I wonder about all the writing we do. All the many non-poems, non-public pieces that we nevertheless compose with compassion and conviction. I think of the journals occupying the shelf on my closet. I think of burning each one, records of my life made long before “journaling” became a verb.
Keats had the best epitaph: Here lies one whose name was writ in water. His epitaph is better than any line of poetry I will probably ever write. A name writ in water is then inscribed in stone. Moss fills the letters. E-mails vanish into the ether. The blog posts accumulate behind burning links.
If I destroy those journals, will I stop feeling the weight of accumulated unread years? I’ll wrench pages from spines and light them on fire with adolescent glee. Or maybe just toss them casually in the garbage or donate them to Goodwill and dream of some hipster finding them. But first I’ll transcribe a line or two. A few words from each entry. A record of each vanished day. Some sort of path from there to here.

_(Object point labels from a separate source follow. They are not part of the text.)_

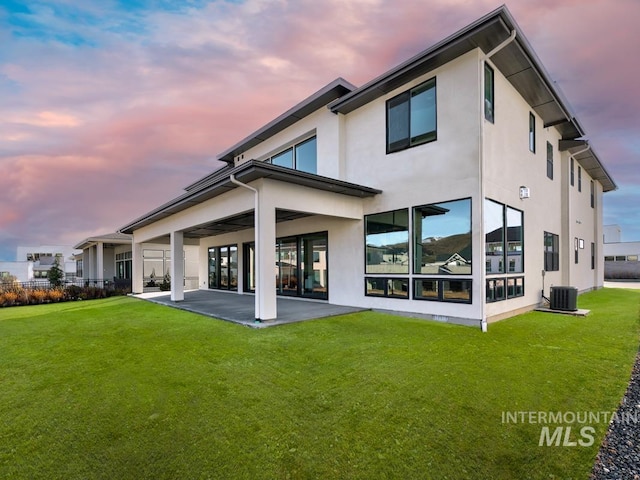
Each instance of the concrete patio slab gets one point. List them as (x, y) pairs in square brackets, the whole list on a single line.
[(240, 308)]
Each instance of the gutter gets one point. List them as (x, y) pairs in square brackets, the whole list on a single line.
[(258, 247)]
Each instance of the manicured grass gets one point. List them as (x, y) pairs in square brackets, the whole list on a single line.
[(121, 388)]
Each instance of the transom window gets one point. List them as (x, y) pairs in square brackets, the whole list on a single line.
[(302, 156), (411, 117)]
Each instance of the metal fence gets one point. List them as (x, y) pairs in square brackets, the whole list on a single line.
[(115, 284)]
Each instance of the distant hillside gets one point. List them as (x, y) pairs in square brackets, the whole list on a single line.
[(442, 248)]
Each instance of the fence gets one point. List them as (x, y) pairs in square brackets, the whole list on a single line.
[(110, 285)]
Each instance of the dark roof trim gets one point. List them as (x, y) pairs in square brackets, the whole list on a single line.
[(108, 238), (220, 183), (588, 159), (321, 98), (517, 61)]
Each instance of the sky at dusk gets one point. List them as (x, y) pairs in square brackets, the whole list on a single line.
[(110, 108)]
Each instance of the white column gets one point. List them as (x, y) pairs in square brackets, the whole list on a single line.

Day 200 1/11/14: Spellbinding Shark Stories for a Saturday!
I’m sorry that some of these are a day or two old, which I know is kind of a sin in this hyper immediate world in which we live, blah. blah. Anyway, here are some interesting stories you might enjoy:
1. An interesting perspective: Shark attack victims react to Australia’s shark cull.
2. File Under: A story I wish I had not read: Leo DiCaprio describes how his great white cage diving experience went rather, um…wrong.
3. Wanna learn about weird, ancient spoon-billed sharks? Sure you do!
4. New Zealand to ban shark finning!